![X-Men #1 courtesy Marvel](https://i0.wp.com/www.comicsblend.com/wp-content/uploads/2013/05/xmen1cover-198x300.jpg?resize=198%2C300&ssl=1)
Storm, Brian Wood, Olivier Coipel – it’s a creative marriage made in geek heaven!
X-Men #1 by Wood & Coipel launched this week with Ororo in command of an all-female team. Wood’s smashing take on the mutant windrider on the previous volume of X-Men last year was a hit with fans. I even declared Wood’s writing of Storm was the best since the Chris Claremont golden years.
The iconic X-woman recently split from Black Panther, joined the Jean Grey School, and is now sporting her Mohawk again. Wood tells Marvel.com how he found a voice for Storm that resonated with fans.

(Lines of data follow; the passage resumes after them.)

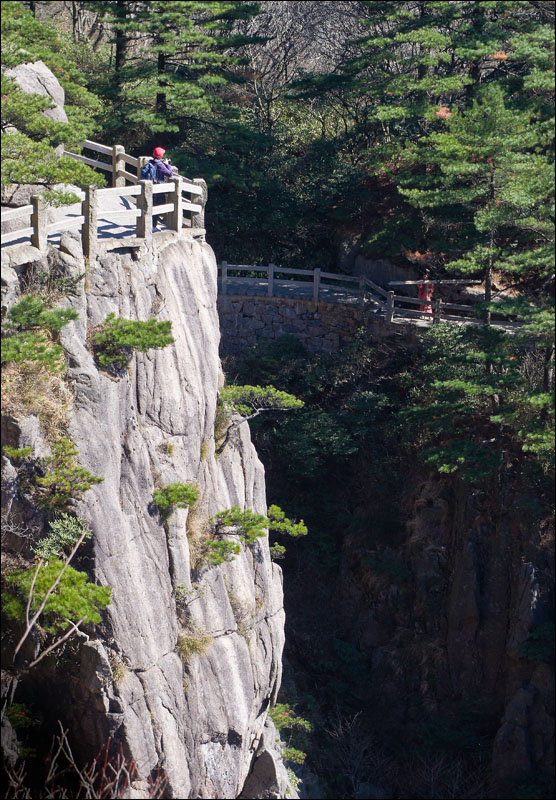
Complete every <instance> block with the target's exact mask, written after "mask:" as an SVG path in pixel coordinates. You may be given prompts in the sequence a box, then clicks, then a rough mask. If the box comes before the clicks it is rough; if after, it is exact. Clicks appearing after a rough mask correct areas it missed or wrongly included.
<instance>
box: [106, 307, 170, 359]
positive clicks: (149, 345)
mask: <svg viewBox="0 0 556 800" xmlns="http://www.w3.org/2000/svg"><path fill="white" fill-rule="evenodd" d="M171 328H172V323H171V322H170V321H168V320H165V321H163V322H157V321H156V320H154V319H149V320H147V321H146V322H140V321H139V320H130V319H122V318H121V317H118V318H116V315H115V314H114V313H111V314H109V315H108V316H107V317H106V320H105V322H104V325H103V328H102V330H101V331H99V332H98V333H96V334H95V335H94V337H93V346H94V348H95V352H96V357H97V361H98V362H99V364H101V365H102V366H103V367H116V368H121V367H125V366H126V364H127V362H128V361H129V359H130V358H131V352H132V350H139V351H140V352H142V353H144V352H145V351H146V350H150V349H152V348H154V349H157V350H158V349H160V348H162V347H167V346H168V345H170V344H172V343H173V342H174V339H173V338H172V337H171V336H170V330H171Z"/></svg>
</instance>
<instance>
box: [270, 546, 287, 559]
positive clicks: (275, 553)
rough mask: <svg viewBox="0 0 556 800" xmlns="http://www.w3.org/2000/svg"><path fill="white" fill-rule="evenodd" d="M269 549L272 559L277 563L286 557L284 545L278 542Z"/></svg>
mask: <svg viewBox="0 0 556 800" xmlns="http://www.w3.org/2000/svg"><path fill="white" fill-rule="evenodd" d="M269 549H270V555H271V557H272V558H274V559H275V560H276V561H278V560H279V559H280V558H284V556H285V555H286V548H285V547H284V545H282V544H278V543H277V542H275V543H274V544H273V545H272V547H270V548H269Z"/></svg>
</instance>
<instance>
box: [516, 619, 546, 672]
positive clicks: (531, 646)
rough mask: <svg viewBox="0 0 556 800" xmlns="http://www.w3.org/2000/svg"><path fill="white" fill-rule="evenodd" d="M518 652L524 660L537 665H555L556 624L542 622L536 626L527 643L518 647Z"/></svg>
mask: <svg viewBox="0 0 556 800" xmlns="http://www.w3.org/2000/svg"><path fill="white" fill-rule="evenodd" d="M517 652H518V653H519V655H520V656H521V657H522V658H526V659H528V660H529V661H533V662H534V663H535V664H553V663H554V623H553V622H541V623H539V624H538V625H535V627H534V628H533V630H532V631H531V633H530V634H529V636H528V637H527V639H526V641H525V642H523V644H521V645H520V646H519V647H518V649H517Z"/></svg>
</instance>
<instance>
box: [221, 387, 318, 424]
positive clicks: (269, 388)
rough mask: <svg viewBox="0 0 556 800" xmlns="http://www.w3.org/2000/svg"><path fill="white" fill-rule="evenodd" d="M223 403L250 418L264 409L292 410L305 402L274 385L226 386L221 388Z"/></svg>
mask: <svg viewBox="0 0 556 800" xmlns="http://www.w3.org/2000/svg"><path fill="white" fill-rule="evenodd" d="M220 398H221V400H222V402H223V403H225V404H227V405H228V406H229V407H230V408H231V409H233V410H234V411H237V413H238V414H241V415H242V416H243V417H246V418H247V419H250V418H252V417H255V416H257V415H258V414H260V413H261V412H263V411H291V410H293V409H296V408H302V407H303V405H304V403H303V401H302V400H298V399H297V398H296V397H294V396H293V395H291V394H288V392H283V391H280V390H279V389H275V388H274V386H226V387H224V388H222V389H221V390H220Z"/></svg>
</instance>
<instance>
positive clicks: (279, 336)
mask: <svg viewBox="0 0 556 800" xmlns="http://www.w3.org/2000/svg"><path fill="white" fill-rule="evenodd" d="M218 313H219V317H220V332H221V341H220V353H221V355H222V356H225V355H241V354H242V353H244V352H245V351H246V350H247V348H248V347H251V346H252V345H254V344H255V342H256V341H257V340H258V339H260V338H265V339H278V338H279V337H280V336H283V335H284V334H286V333H287V334H291V335H293V336H296V337H297V338H298V339H299V340H300V341H301V342H302V344H303V345H304V346H305V348H306V349H307V350H308V351H309V352H311V353H317V352H328V353H334V352H336V351H337V350H339V348H340V347H343V346H344V345H345V344H347V343H348V342H349V341H351V339H352V338H353V335H354V334H355V332H356V331H357V329H358V328H360V327H362V326H364V327H365V328H367V330H370V331H371V332H372V335H373V336H374V337H378V338H380V339H384V338H392V337H399V336H404V337H411V338H413V337H414V336H415V331H414V330H412V326H410V325H399V324H397V325H386V323H385V322H384V318H383V317H382V316H379V315H376V314H373V313H372V312H370V311H368V310H364V309H362V308H361V307H359V306H355V305H353V306H352V305H347V304H345V303H323V302H319V303H314V302H310V301H307V300H293V299H287V298H283V297H253V296H239V295H238V296H234V295H232V296H224V297H222V296H221V297H219V298H218Z"/></svg>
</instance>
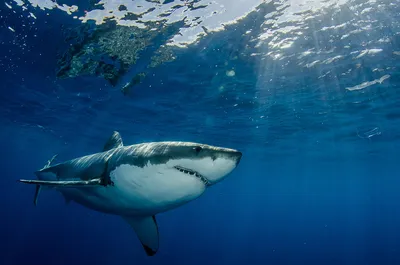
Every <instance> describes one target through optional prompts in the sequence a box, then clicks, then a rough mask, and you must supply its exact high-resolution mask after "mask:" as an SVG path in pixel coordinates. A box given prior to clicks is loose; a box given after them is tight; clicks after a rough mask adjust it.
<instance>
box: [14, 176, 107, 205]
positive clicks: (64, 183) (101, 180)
mask: <svg viewBox="0 0 400 265" xmlns="http://www.w3.org/2000/svg"><path fill="white" fill-rule="evenodd" d="M19 182H22V183H26V184H35V185H37V186H36V193H35V201H37V196H38V195H39V191H40V186H50V187H63V188H68V187H93V186H100V185H102V183H103V180H102V179H101V178H96V179H91V180H33V179H20V180H19ZM38 185H40V186H39V188H38Z"/></svg>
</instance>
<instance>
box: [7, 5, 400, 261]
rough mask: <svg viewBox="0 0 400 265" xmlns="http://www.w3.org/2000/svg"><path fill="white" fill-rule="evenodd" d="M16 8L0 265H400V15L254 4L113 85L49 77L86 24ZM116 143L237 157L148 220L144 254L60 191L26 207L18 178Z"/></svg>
mask: <svg viewBox="0 0 400 265" xmlns="http://www.w3.org/2000/svg"><path fill="white" fill-rule="evenodd" d="M17 2H18V1H7V5H9V6H11V8H9V7H8V6H7V5H3V4H0V5H1V10H0V11H1V13H0V20H1V25H0V27H1V29H0V30H1V34H0V43H1V49H0V66H1V68H0V69H1V71H0V78H1V91H2V93H0V101H1V105H0V110H1V111H0V119H1V124H2V126H1V130H0V136H1V137H0V139H1V141H0V147H1V150H2V156H1V157H2V159H1V160H0V164H1V169H2V177H1V185H0V194H1V197H0V198H1V200H0V201H1V206H2V211H1V212H2V218H1V219H0V220H1V221H0V226H1V227H2V247H1V250H0V264H41V265H46V264H89V263H91V264H94V263H96V264H99V265H102V264H274V265H275V264H276V265H278V264H282V265H283V264H285V265H286V264H308V265H311V264H318V265H320V264H335V265H336V264H337V265H339V264H340V265H347V264H351V265H355V264H363V265H365V264H371V265H383V264H385V265H386V264H388V265H389V264H393V265H397V264H400V255H399V253H400V234H399V229H400V207H399V206H400V202H399V199H400V196H399V190H400V180H399V178H398V175H399V163H398V161H399V158H398V157H397V155H399V152H398V149H399V148H400V138H399V137H400V92H399V88H400V74H399V66H400V63H399V62H400V23H399V21H400V15H399V14H400V2H399V1H391V2H389V1H383V0H382V1H342V2H344V3H337V2H334V1H331V2H330V1H324V2H321V1H315V2H316V3H317V5H316V6H315V7H312V5H311V4H310V3H311V2H310V3H308V2H304V4H303V5H300V6H301V8H305V9H304V10H300V9H301V8H300V7H298V6H296V3H295V1H279V2H277V1H276V2H275V1H271V2H264V3H261V4H260V6H258V7H257V9H255V10H254V11H252V12H250V13H248V14H244V15H243V17H241V18H240V19H239V20H237V21H236V22H235V23H232V24H227V25H226V26H225V28H224V29H223V30H219V31H215V32H212V33H208V34H205V35H204V36H203V37H201V38H200V39H199V40H198V41H197V42H196V43H193V44H189V45H187V46H186V47H183V48H176V49H174V56H175V59H174V60H172V61H169V62H165V63H162V64H161V65H159V66H157V67H155V68H146V65H147V64H148V63H149V56H146V51H147V52H148V53H151V52H152V51H153V50H154V49H152V48H154V47H156V46H157V45H160V44H164V43H163V41H164V40H163V39H162V38H161V40H156V41H154V42H153V43H150V44H149V45H148V48H147V50H146V51H145V52H144V55H143V56H142V57H140V59H139V60H138V62H137V63H136V64H134V65H131V66H130V68H129V71H128V72H127V73H125V74H124V75H121V77H120V79H119V80H118V82H117V84H116V85H115V84H114V85H112V84H110V82H108V81H107V80H106V79H105V78H103V77H102V76H95V75H89V74H83V75H80V76H76V77H71V78H57V70H58V69H59V65H58V63H59V62H58V59H59V58H60V54H63V53H65V52H66V51H67V50H68V48H69V47H71V44H70V43H69V42H68V41H66V40H65V39H66V37H65V36H66V34H67V33H66V32H69V31H70V29H73V28H77V27H79V26H80V25H82V22H80V21H79V20H76V19H71V16H70V15H68V14H66V13H65V12H64V11H62V10H59V9H43V10H42V9H40V8H39V7H35V6H34V5H33V4H31V5H30V4H28V2H29V1H25V2H24V3H25V4H24V6H25V9H24V8H21V7H20V6H18V5H17ZM32 2H34V1H32ZM58 2H59V1H58ZM73 2H74V1H64V2H63V3H65V4H69V5H72V4H74V3H73ZM89 2H90V1H88V2H87V3H86V2H85V3H80V4H79V5H80V11H79V12H81V13H79V14H81V15H82V14H84V12H83V11H82V10H85V11H86V10H90V8H93V7H91V6H90V3H89ZM149 2H151V1H149ZM165 2H170V1H165ZM171 2H174V1H171ZM176 2H178V1H176ZM181 2H182V1H181ZM187 2H190V1H187ZM194 2H196V1H194ZM239 2H240V1H239ZM260 2H262V1H260ZM315 2H314V3H315ZM58 4H60V5H61V4H62V3H61V2H59V3H58ZM75 4H77V3H75ZM165 4H168V3H165ZM243 5H245V3H244V2H243ZM308 5H310V6H308ZM321 5H323V6H321ZM160 6H162V4H160ZM298 8H299V9H298ZM217 11H218V10H217ZM29 13H32V14H34V16H35V18H33V16H31V15H29ZM210 13H211V11H210ZM182 16H183V15H182ZM92 27H93V28H94V29H96V27H98V26H95V25H93V24H92ZM10 28H11V29H10ZM80 34H81V35H80V36H87V35H88V34H90V30H86V31H84V32H82V33H80ZM157 41H159V43H157ZM157 47H158V46H157ZM141 71H146V77H145V78H144V79H143V80H142V81H141V82H140V83H139V84H137V85H135V86H133V87H132V89H131V90H130V91H129V93H128V94H124V93H122V92H121V87H123V85H124V84H125V82H127V81H129V80H131V79H132V77H133V76H135V75H136V74H137V73H139V72H141ZM114 130H117V131H119V132H120V133H121V135H122V137H123V139H124V142H125V144H134V143H141V142H150V141H172V140H179V141H194V142H201V143H207V144H212V145H217V146H224V147H230V148H235V149H238V150H240V151H241V152H242V153H243V158H242V160H241V163H240V164H239V166H238V168H237V169H235V170H234V171H233V172H232V173H231V174H230V175H229V177H227V178H226V179H225V180H224V181H223V182H221V183H219V184H218V185H215V186H213V187H211V188H210V189H209V190H207V192H206V193H205V194H204V195H203V196H201V197H200V198H198V199H196V200H195V201H193V202H190V203H188V204H186V205H184V206H182V207H180V208H177V209H175V210H173V211H169V212H166V213H162V214H159V215H158V216H157V218H158V224H159V229H160V250H159V252H158V253H157V255H156V256H154V257H146V255H145V253H144V252H143V249H142V247H141V244H140V242H139V241H138V240H137V238H136V235H135V234H134V232H133V231H132V229H131V228H130V227H129V226H128V225H127V224H126V223H125V222H124V221H123V220H122V219H121V218H119V217H116V216H111V215H106V214H102V213H98V212H95V211H92V210H89V209H86V208H84V207H82V206H80V205H78V204H76V203H71V204H69V205H65V202H64V199H63V198H62V196H61V195H60V194H58V193H57V192H56V191H43V192H42V193H41V195H40V198H39V203H38V206H36V207H34V206H33V203H32V200H33V195H34V189H33V188H32V187H31V186H29V185H23V184H21V183H18V182H17V180H18V179H20V178H34V174H33V172H34V171H36V170H38V169H40V168H42V166H43V165H44V164H45V163H46V161H47V160H48V159H50V158H51V157H52V156H53V155H54V154H58V160H59V161H64V160H68V159H72V158H75V157H79V156H82V155H87V154H90V153H95V152H99V151H100V150H101V148H102V147H103V145H104V143H105V141H106V140H107V138H108V137H109V136H110V135H111V133H112V132H113V131H114Z"/></svg>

“This is one of those honest answers that don’t always come across so well in interviews, but I don’t know. [Laughs] I remember when I started writing X-MEN [in 2012], I said in an interview something about how I was looking forward to figuring Storm out, to discovering my version of her voice. In the end I went with my gut, and wrote her as a flawed but determined leader, one not afraid to make controversial moves if the end goal is a noble one. And it worked; the reaction to my Storm was beyond overwhelming.
I often write from the gut, or go with instincts. I am not a person who spends much time self-analyzing. I prefer to trust my skills and while not everything I do hits the target, most of the time it serves me well.”
![X-Men #1 by Terry Dodson courtesy Marvel](https://i0.wp.com/www.comicsblend.com/wp-content/uploads/2013/05/x-men-1-dodson-197x300.jpg?resize=197%2C300&ssl=1)
Wood continues writing Ultimate Comics X-Men and now in both universes Storm wears the Mohawk hairstyle she once sported in the 1980’s. Wood explains what the change represents:
“I brought the Mohawk back in the Ultimate version of Storm, in that case mostly because I find it iconic and striking, more of a style thing than anything else, and it made sense in the context of the Ultimate stories. I think in the [Marvel Universe] it can represent a level of freedom she might not have had in the recent past, sure. But I think it can change again—why not?”
One of the most intriguing elements of Wood’s previous run was Storm’s conflict with Cyclops so who does Ororo answer to now?
![X-Men #36 courtesy Marvel](https://i0.wp.com/www.comicsblend.com/wp-content/uploads/2012/09/xmen36-197x300.jpg?resize=197%2C300&ssl=1)
“I think Storm has obligations to the Jean Grey School, and I think she answers to the general needs and security of mutant kind. She never struck me as a blind follower of an ideology, though. There was this somewhat infamous interview I gave a few weeks back where I brushed off a question asking if Storm was Team Logan or Team Scott; I don’t know, to answer that straight, she is whatever she is in the comics now, right? Whatever writer’s already defined that, that’s what she is. But I’m not going there, personally. I won’t break continuity, but I’m not going to strive to define her actions as a mutant as being in one of two boxes, you know. I like Storm too much for that. She deserves her independent thought.
For the entire interview here’s the Marvel.com link.
Storm appears in All-New X-Men, Uncanny X-Men by Brian Michael Bendis and the new Uncanny X-Force by Sam Humphries.